Mainstream Java implementations lay out the fields of an object, and the elements of an array, contiguously in memory (though fields are not necessarily laid out in the order declared in the source file). Accesses of fields or array elements that are “near” the most recently accessed field or element have a good chance of hitting data that is already in cache. On the other hand, references to other objects are represented as pointers, so dereferencing an object reference is more likely to hit data that is not already in cache, causing a delay.

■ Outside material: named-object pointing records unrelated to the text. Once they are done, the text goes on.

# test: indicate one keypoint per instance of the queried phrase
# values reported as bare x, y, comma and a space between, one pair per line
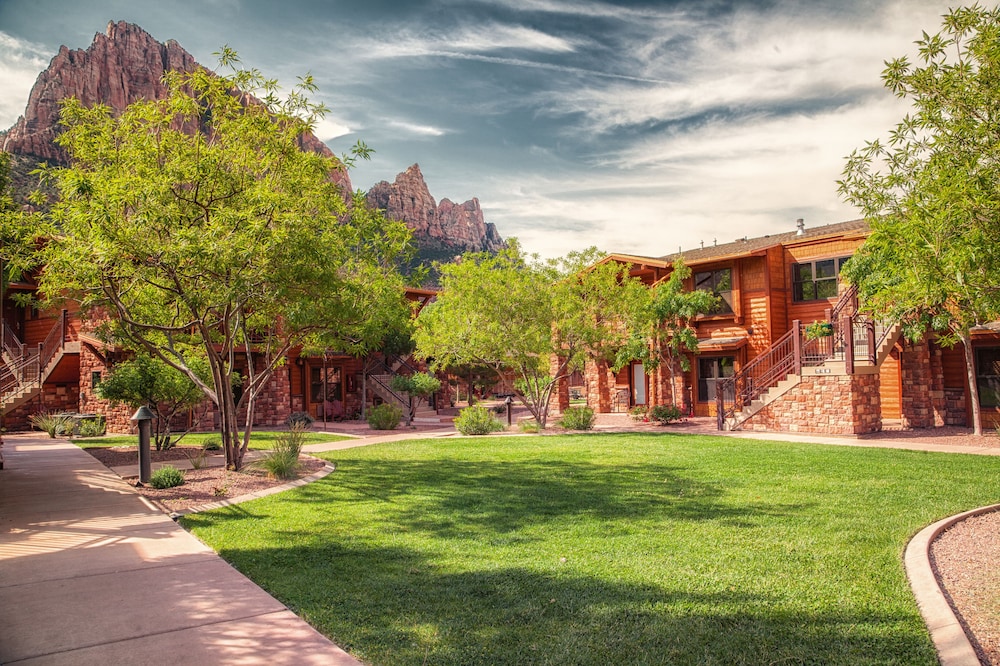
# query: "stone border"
953, 645
328, 469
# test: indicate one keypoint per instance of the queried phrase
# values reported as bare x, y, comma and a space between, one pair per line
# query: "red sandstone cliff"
444, 225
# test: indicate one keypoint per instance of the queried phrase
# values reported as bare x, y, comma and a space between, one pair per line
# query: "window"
988, 376
710, 370
816, 280
720, 283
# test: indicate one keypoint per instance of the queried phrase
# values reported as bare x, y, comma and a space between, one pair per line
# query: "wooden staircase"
24, 368
859, 345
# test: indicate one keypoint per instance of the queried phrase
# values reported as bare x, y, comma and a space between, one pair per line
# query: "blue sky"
639, 127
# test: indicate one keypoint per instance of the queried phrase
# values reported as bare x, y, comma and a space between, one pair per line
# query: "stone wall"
831, 405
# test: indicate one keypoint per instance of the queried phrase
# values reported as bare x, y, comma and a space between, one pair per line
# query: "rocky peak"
121, 66
444, 225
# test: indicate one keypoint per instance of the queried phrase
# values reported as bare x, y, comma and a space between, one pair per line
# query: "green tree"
144, 380
532, 319
663, 329
931, 192
203, 229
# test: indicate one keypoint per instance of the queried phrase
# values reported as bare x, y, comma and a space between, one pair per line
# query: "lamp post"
144, 417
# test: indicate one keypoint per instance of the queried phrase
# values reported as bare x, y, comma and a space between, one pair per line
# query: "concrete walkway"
92, 574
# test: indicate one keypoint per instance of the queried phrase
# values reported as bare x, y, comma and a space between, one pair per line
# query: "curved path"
92, 574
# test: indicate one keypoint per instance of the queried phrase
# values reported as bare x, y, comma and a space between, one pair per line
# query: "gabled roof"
747, 246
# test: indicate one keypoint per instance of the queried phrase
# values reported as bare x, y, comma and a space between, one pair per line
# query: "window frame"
814, 282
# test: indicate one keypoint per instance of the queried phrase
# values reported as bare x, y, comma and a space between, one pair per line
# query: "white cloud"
20, 64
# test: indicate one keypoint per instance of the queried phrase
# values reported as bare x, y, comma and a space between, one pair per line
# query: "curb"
953, 645
315, 476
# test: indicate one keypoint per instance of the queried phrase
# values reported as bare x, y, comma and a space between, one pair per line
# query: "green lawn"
258, 439
606, 549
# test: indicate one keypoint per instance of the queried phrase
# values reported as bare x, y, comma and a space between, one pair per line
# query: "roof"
747, 246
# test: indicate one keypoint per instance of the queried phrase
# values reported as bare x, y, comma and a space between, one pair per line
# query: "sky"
639, 127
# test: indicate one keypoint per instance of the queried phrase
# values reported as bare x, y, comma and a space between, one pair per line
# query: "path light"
144, 416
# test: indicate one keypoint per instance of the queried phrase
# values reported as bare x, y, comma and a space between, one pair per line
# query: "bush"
282, 461
51, 423
665, 413
384, 417
639, 413
166, 477
300, 418
92, 427
578, 418
477, 420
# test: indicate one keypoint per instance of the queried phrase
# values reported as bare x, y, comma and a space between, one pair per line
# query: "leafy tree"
931, 192
203, 229
144, 380
419, 386
536, 320
663, 330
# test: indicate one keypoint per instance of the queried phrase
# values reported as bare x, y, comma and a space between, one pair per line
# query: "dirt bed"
201, 486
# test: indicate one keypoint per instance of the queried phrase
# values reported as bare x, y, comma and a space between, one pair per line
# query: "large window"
815, 280
710, 370
988, 376
720, 283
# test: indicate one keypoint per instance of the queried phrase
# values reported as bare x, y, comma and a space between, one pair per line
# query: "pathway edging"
953, 645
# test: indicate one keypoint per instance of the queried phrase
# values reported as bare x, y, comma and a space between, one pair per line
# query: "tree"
663, 329
204, 231
419, 386
536, 320
931, 193
144, 380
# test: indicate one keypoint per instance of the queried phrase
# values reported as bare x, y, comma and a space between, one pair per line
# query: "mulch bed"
201, 486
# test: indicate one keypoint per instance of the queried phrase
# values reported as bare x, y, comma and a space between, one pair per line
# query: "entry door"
638, 384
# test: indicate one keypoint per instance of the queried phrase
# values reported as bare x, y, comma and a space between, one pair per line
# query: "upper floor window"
720, 283
816, 279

An array of primitives offers the best locality possible. After the initial dereference of the array reference, the data is stored consecutively in memory, so we can maximize the amount of computation per data fetch. An array of object references will get good locality when fetching the next reference in the array, but risks a cache miss when dereferencing those object references. Similarly, a class containing multiple primitive fields will likely lay the fields out near one another in memory, whereas a class containing many object references will require many dereferences to access its state. Ultimately, the more pointer-rich a data structure is, the more pressure traversing such a data structure places on the memory fetch units, which can have a negative effect both on computation time (while the CPUs spend time waiting for data) and parallelism (as many cores fetching simultaneously from memory put pressure on the bandwidth available to transfer data from memory to cache).

The NQ model

To determine whether parallelism will offer a speedup, the final factors to consider are the amount of data available and the amount of computation performed per data element.

In our initial description of parallel decomposition, we appealed to the notion of splitting the source until the segments are so small that a sequential approach for solving the problem on that segment would be more efficient. How small the segments must be depends on the problem being solved, and specifically, how much work is done per element. For example, computing the length of a string involves far less work than computing the string’s SHA-1 hash. The more work done per element, the lower the threshold for “large enough to extract parallelism.” Similarly, the more data we have, the more segments into which we can divide it without running afoul of the “too small” threshold.

A simple but useful model for parallel performance is the NQ model, where N is the number of data elements, and Q is the amount of work performed per element. The larger the product N*Q, the more likely we are to get a parallel speedup. For problems with trivially small Q, such as adding up numbers, you generally want to see N > 10,000 to get a speedup; as Q increases, the data size required to get a speedup decreases.

Many of the impediments to parallelism — such as splitting cost, combining cost, or encounter order sensitivity — are moderated by higher Q operations. While the splitting characteristics of a LinkedList might be awful, it’s still possible to get a parallel speedup given a large enough Q.


Because parallelism offers only the potential for faster runtime, you should use it only when it produces an actual speedup. Develop and test your code using sequential streams; then, if your performance requirements suggest that further improvement is needed, consider parallelism as a possible optimization strategy. Although measurement is critical to ensuring that your optimization efforts aren’t counterproductive, for many stream pipelines, you can determine via inspection that they aren’t good candidates for parallelization. Factors that chip away at potential parallel speedup include poorly or unevenly splitting sources, high combination costs, dependence on encounter order, poor locality, or not enough data. On the other hand, a large amount of computation (Q) per element can make up for some of these deficiencies.